Using the Registry API

Viewing Registered Extractors

from frame_check_core.extractors import Extractor

# Get all registered extractors
extractors = Extractor.get_registered()
for func in extractors:
    print(func.__name__)

Output:

extract_column_ref
extract_column_refs_from_binop
extract_column_refs_from_method

Extracting Column References

import ast
from frame_check_core.extractors import Extractor

expr = ast.parse("df['A'] + df['B']", mode="eval").body
refs = Extractor.extract(expr)

for ref in refs:
    print(f"{ref.df_name}[{ref.col_names}]")

Type Guards

The refs.py module provides type guards for cleaner code:

from frame_check_core.refs import is_name, is_constant, is_subscript, is_binop

# Instead of:
if isinstance(node, ast.Name):
    ...

# Use:
if is_name(node):
    # node is now narrowed to ast.Name
    print(node.id)  # Type checker knows this is valid

Tips

  1. Return None early: If the pattern doesn't match, return None immediately so other extractors can try.
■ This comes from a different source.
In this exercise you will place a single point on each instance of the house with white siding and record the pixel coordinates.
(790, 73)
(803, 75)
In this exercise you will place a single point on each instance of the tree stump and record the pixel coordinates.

  2. Use extract_single_column_ref: This is your building block for recognizing df['col'] patterns within larger expressions. It returns a single ColumnRef instead of a list.

  3. Order matters: Extractors earlier in the EXTRACTORS list are tried first. Put more specific patterns before general ones.

  4. Handle partial matches carefully: Decide whether partial matches (e.g., df['A'] + 1) should return partial results or None.

  5. Test edge cases: Empty lists, nested patterns, mixed DataFrames, etc.

  6. Keep extractors focused: Each extractor should handle one pattern type.

Debugging Tips

Use ast.dump() to understand node structure:

import ast

code = "df['A'].fillna(df['B'])"
tree = ast.parse(code, mode="eval")
print(ast.dump(tree, indent=2))

Output:

Expression(
  body=Call(
    func=Attribute(
      value=Subscript(
        value=Name(id='df', ctx=Load()),
        slice=Constant(value='A'),
        ctx=Load()),
      attr='fillna',
      ctx=Load()),
    args=[
      Subscript(
        value=Name(id='df', ctx=Load()),
        slice=Constant(value='B'),
        ctx=Load())],
    keywords=[]))

This helps you understand exactly what AST pattern you need to match!

Summary

Adding an extractor is simple:

  1. Create a function that takes ast.expr and returns list[ColumnRef] | None
  2. Import it in registry.py
  3. Add it to the EXTRACTORS list in the order you want it tried
  4. Optionally export it from __init__.py
  5. Add tests

That's it! No decorators, no priority numbers, just a simple list.